Consumer Pulse
- Sri Lankan
street vendors
respond to the
rise of the
experience
economy
Neomal Marambe

The last great economic shift from an industrial to a service economy gave birth to the concept of ‘customer service’. This was the wrapping around the traditional commoditised offerings for a long time as a way to sell better and make a difference in the lives of the consumer.

Experiences were always considered a micro element of service which worked well in the era of ‘customer service.’
Now, with the rise of the Millennials and Gen Z, there is a fundamental shift in consumer values towards experiences over consumption.

Today, we are in the middle of an emerging experience economy. Gone are the days that experiences were only curtailed to the entertainment & travel industry. Instead, consumers are eager to step out of their comfort zone to savour & embrace new experiences across different categories. The new-age human experiences are reshaping how brands engage with their audiences.

We have seen premium brands fuelling the expectations of the experience-consumer delivering value beyond the functional and traditional customer service, but as the experience economy unfolds, we are starting to see that even smaller grass root level shops have started staging experiences that garner the attention of those in the vicinity.

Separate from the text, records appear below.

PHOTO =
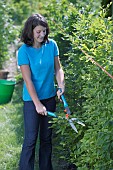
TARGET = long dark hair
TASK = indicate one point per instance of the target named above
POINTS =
(30, 24)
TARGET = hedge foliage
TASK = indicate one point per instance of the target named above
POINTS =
(76, 26)
(89, 90)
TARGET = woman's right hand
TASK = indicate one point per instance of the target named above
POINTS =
(41, 109)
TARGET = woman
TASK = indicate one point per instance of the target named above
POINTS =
(38, 59)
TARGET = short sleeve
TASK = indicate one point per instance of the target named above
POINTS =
(22, 56)
(56, 49)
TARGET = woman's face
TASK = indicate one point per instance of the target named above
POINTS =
(39, 33)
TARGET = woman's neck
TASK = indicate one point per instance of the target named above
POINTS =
(37, 45)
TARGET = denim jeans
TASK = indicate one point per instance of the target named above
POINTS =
(37, 125)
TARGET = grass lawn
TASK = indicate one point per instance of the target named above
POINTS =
(11, 134)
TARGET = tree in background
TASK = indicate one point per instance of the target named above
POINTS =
(105, 3)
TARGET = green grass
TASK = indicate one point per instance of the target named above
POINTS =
(11, 134)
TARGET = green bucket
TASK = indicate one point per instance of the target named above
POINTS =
(6, 90)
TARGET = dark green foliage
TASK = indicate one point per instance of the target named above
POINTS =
(88, 88)
(106, 3)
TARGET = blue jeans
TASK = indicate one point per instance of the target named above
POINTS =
(35, 123)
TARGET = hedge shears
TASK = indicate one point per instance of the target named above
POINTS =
(67, 114)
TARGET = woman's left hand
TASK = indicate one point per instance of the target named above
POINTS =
(60, 91)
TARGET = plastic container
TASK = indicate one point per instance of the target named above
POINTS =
(6, 90)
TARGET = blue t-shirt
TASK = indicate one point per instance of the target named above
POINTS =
(41, 63)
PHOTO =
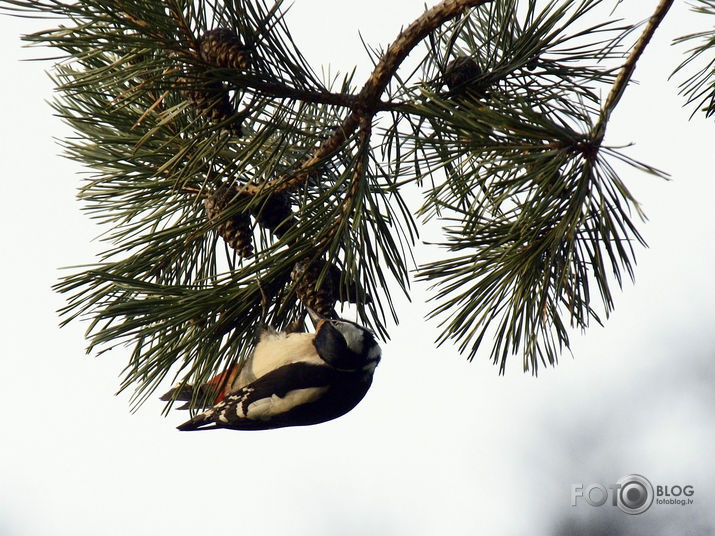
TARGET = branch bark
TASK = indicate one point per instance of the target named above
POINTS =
(368, 100)
(626, 72)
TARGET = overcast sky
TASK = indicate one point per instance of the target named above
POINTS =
(439, 445)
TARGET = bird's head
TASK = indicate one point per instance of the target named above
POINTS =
(344, 344)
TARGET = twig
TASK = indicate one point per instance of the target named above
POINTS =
(626, 72)
(368, 100)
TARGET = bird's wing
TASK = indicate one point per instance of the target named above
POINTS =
(268, 399)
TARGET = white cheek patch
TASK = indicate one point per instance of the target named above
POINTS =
(267, 408)
(281, 349)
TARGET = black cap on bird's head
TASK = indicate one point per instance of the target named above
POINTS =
(344, 344)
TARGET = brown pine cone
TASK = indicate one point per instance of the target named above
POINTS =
(275, 214)
(460, 71)
(210, 98)
(223, 48)
(320, 299)
(236, 230)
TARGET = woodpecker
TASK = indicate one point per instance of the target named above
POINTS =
(294, 379)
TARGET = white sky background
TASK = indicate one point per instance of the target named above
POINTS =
(439, 445)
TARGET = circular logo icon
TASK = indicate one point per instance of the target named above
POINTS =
(635, 494)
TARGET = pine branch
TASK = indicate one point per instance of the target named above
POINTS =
(629, 66)
(232, 199)
(368, 98)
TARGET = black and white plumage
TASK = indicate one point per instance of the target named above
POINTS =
(297, 379)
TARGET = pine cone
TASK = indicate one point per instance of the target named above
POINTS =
(275, 214)
(210, 98)
(236, 231)
(460, 71)
(321, 300)
(223, 48)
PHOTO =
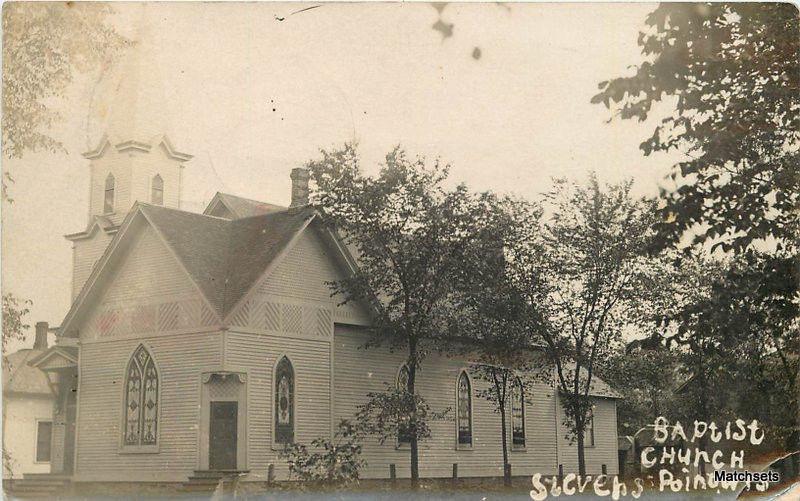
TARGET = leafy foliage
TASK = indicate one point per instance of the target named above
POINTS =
(14, 312)
(584, 278)
(733, 71)
(410, 234)
(334, 461)
(44, 43)
(394, 411)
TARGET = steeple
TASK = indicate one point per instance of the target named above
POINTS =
(134, 159)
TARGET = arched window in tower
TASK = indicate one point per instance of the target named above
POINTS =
(108, 199)
(284, 402)
(464, 407)
(518, 415)
(141, 400)
(403, 433)
(157, 190)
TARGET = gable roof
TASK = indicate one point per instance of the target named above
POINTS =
(101, 222)
(241, 207)
(224, 258)
(20, 377)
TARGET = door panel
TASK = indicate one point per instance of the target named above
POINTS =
(223, 435)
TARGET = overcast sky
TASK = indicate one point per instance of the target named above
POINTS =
(505, 100)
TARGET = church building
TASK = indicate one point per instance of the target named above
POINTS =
(204, 342)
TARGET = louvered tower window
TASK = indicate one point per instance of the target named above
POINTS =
(108, 198)
(157, 190)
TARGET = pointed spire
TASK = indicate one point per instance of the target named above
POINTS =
(133, 110)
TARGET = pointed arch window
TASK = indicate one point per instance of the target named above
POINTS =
(403, 433)
(108, 197)
(284, 402)
(518, 415)
(464, 408)
(157, 190)
(141, 400)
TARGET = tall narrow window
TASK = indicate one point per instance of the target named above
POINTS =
(464, 419)
(284, 402)
(108, 200)
(141, 399)
(588, 432)
(403, 432)
(157, 190)
(44, 430)
(518, 415)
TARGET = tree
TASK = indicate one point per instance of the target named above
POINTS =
(491, 312)
(734, 75)
(44, 44)
(14, 312)
(334, 461)
(583, 282)
(410, 234)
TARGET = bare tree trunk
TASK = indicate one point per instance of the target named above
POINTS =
(504, 434)
(412, 375)
(581, 455)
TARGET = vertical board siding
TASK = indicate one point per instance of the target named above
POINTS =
(258, 354)
(358, 371)
(100, 400)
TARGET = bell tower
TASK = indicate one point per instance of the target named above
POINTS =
(134, 159)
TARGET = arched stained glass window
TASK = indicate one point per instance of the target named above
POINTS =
(108, 199)
(157, 190)
(518, 414)
(141, 399)
(464, 419)
(284, 402)
(403, 433)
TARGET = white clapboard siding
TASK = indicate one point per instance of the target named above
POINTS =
(358, 371)
(258, 354)
(605, 448)
(100, 405)
(145, 282)
(304, 272)
(85, 254)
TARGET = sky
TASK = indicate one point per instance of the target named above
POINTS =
(254, 90)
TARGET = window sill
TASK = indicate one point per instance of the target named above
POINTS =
(141, 449)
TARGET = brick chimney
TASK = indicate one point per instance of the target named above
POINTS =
(40, 343)
(300, 178)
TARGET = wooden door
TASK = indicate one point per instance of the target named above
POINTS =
(223, 436)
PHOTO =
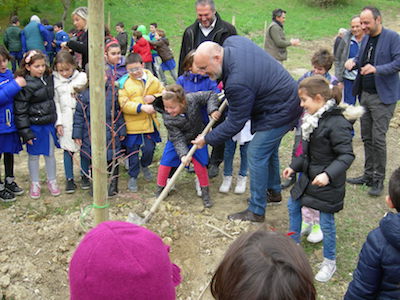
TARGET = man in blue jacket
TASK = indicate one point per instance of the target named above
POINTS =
(378, 86)
(257, 88)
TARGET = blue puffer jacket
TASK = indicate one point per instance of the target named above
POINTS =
(8, 89)
(81, 129)
(378, 271)
(258, 88)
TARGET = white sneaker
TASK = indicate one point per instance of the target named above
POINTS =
(316, 234)
(328, 268)
(198, 188)
(226, 184)
(240, 185)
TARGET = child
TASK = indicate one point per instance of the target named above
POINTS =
(9, 139)
(161, 44)
(61, 36)
(120, 260)
(138, 89)
(377, 275)
(182, 118)
(115, 134)
(263, 265)
(12, 41)
(327, 154)
(67, 79)
(35, 117)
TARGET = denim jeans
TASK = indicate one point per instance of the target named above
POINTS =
(328, 227)
(263, 159)
(229, 153)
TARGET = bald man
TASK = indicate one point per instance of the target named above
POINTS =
(257, 88)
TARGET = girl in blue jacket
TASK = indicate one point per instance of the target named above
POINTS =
(9, 139)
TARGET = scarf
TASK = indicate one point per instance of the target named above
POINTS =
(310, 122)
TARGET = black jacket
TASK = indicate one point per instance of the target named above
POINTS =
(329, 150)
(34, 105)
(221, 31)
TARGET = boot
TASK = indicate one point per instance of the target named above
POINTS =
(205, 195)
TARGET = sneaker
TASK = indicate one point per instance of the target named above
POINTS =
(34, 190)
(85, 183)
(240, 187)
(226, 184)
(316, 234)
(325, 273)
(132, 184)
(14, 188)
(7, 196)
(53, 188)
(147, 174)
(198, 188)
(305, 228)
(70, 186)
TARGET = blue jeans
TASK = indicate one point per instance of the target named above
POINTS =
(327, 223)
(229, 153)
(263, 160)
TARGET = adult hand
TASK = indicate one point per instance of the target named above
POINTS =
(199, 141)
(368, 69)
(287, 172)
(321, 179)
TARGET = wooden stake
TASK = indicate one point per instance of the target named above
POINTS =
(97, 108)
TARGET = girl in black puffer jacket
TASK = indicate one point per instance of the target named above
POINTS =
(35, 116)
(327, 154)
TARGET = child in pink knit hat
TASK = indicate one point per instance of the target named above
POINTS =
(119, 260)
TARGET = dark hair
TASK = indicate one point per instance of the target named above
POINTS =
(4, 53)
(318, 84)
(64, 57)
(322, 58)
(277, 13)
(14, 20)
(394, 189)
(375, 12)
(28, 59)
(134, 58)
(263, 265)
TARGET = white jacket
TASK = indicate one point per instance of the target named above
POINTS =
(64, 98)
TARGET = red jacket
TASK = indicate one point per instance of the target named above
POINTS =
(142, 47)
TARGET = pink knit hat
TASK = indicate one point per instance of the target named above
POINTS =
(119, 260)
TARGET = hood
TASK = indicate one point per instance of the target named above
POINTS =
(390, 228)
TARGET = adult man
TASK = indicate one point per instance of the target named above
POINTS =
(257, 88)
(348, 48)
(275, 41)
(378, 85)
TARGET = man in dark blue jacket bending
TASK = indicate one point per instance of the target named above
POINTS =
(257, 88)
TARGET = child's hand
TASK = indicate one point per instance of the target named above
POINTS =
(149, 99)
(147, 108)
(20, 81)
(78, 142)
(287, 172)
(60, 130)
(215, 115)
(321, 179)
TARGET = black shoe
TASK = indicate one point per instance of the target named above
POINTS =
(376, 188)
(247, 215)
(70, 186)
(14, 188)
(85, 183)
(360, 180)
(288, 182)
(205, 195)
(213, 171)
(274, 198)
(7, 196)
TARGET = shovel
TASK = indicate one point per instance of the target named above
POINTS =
(136, 219)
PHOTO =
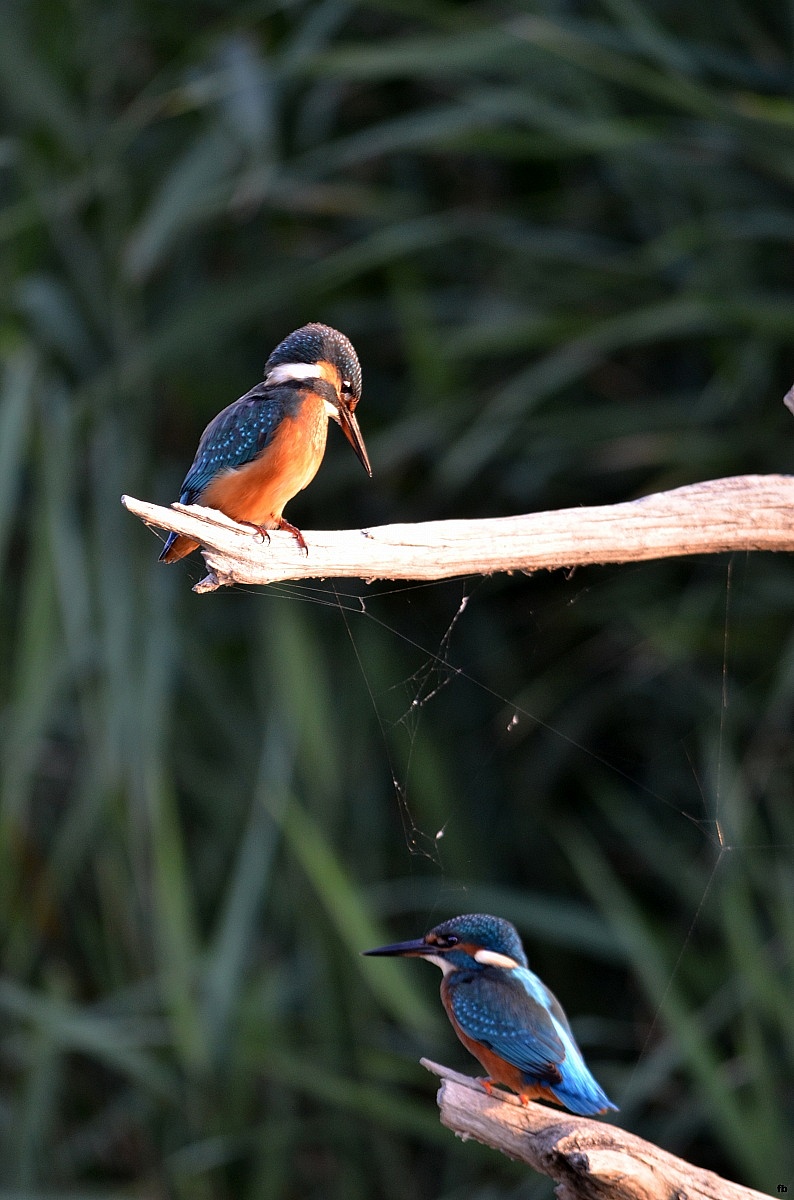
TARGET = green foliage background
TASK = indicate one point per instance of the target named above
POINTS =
(560, 237)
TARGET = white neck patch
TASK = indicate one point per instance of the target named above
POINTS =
(492, 959)
(440, 961)
(287, 372)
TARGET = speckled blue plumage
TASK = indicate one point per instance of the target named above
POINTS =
(236, 436)
(512, 1013)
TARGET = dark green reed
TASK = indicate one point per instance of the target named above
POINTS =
(559, 237)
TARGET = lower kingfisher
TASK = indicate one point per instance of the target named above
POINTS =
(268, 445)
(504, 1014)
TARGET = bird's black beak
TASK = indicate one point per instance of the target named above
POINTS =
(419, 947)
(353, 433)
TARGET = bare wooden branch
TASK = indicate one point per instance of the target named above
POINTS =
(588, 1159)
(740, 513)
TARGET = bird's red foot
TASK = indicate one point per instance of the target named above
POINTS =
(295, 532)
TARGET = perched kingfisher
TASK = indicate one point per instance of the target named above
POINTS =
(503, 1013)
(268, 445)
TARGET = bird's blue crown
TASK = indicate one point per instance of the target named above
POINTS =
(314, 343)
(480, 929)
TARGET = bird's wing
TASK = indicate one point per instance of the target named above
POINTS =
(495, 1008)
(236, 436)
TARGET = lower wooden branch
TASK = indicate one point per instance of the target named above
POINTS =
(588, 1159)
(741, 513)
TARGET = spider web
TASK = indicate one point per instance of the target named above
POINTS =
(411, 696)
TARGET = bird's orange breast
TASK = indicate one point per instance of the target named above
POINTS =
(501, 1072)
(258, 491)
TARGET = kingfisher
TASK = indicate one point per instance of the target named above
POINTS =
(268, 445)
(504, 1014)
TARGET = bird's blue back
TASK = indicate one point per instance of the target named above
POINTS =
(239, 433)
(512, 1013)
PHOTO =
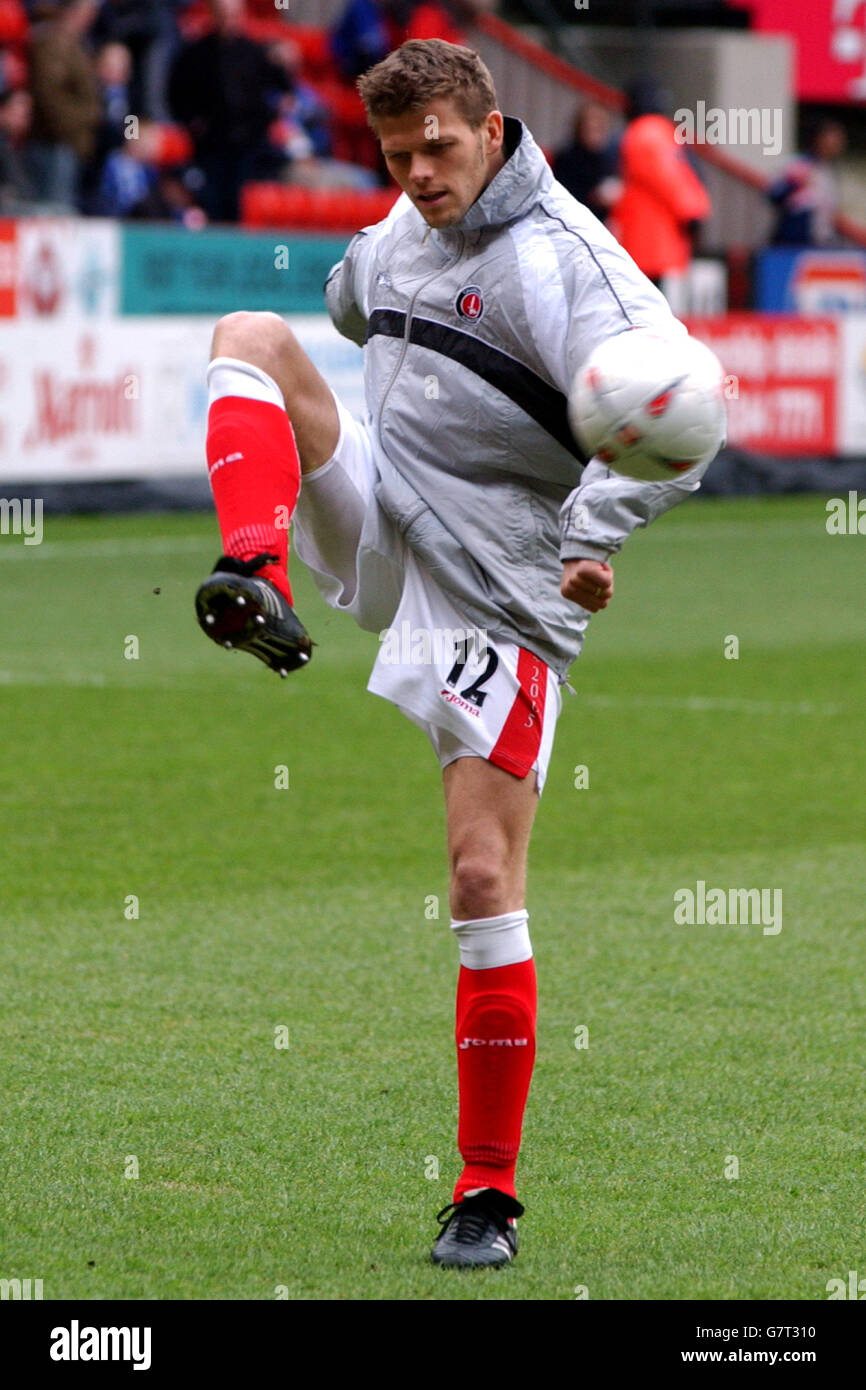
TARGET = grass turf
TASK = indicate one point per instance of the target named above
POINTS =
(307, 1166)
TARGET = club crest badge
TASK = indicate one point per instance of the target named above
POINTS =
(470, 302)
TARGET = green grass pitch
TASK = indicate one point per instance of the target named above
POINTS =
(148, 1044)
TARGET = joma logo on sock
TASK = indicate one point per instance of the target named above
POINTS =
(230, 458)
(77, 1343)
(20, 1287)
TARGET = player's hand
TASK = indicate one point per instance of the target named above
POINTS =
(588, 583)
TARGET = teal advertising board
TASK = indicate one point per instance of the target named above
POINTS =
(167, 270)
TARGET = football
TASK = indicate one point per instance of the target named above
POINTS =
(649, 406)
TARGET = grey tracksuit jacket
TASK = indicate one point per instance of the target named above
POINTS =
(471, 339)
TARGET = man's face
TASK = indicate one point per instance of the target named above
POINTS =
(438, 160)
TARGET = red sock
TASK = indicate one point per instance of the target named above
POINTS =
(255, 476)
(495, 1054)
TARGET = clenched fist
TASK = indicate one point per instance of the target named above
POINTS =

The new experiential aspects they add to their offerings are completely different from a mere advancement of customer service, but giving the customer a memorable and a social media worthy experience.
Ice cream Kottu - this rendition is with a fusion of different ice creams. Two metal spatulas are used to mix and cut the ingredients on an ice grille and this is often done with a rhythm, similar to the famous Kottu Roti in Sri Lanka.A roadside corn seller attempting to create a unique experience amidst the urban hustle and bustle. He does so by planting corn plants around the stall and by having an on the spot BBQ for the corn at the customers request. 

A store that sells porridge has arranged seating for its customers in a manner that they are surrounded by greenery. One can sit in front of the waterlily pond and enjoy their herbal porridge amidst the beauty of Mother Nature. They call the particular space ‘medicinal garden’ rather than a porridge stall.


Customers no longer only look at the mere functionality of a brand, instead, they seek experiences in every aspect of a brand’s ecosystem. Memorable brand experience creates a positive, personalised, and lasting imprint in their mind, helping to create a much deeper relationship that will keep them coming back.

None of this information should surprise you, but what does this mean for brands today? The key questions revolve around when and how to enter the experience economy.

• How should we identify a unique opportunity space to create the next memorable, ‘shareable’ and influential in-person experience?

• How can we leverage this theme around our category, consumer segments, and brand value system?

• What are the steps that we need to take today to engage with the experience consumer of the future?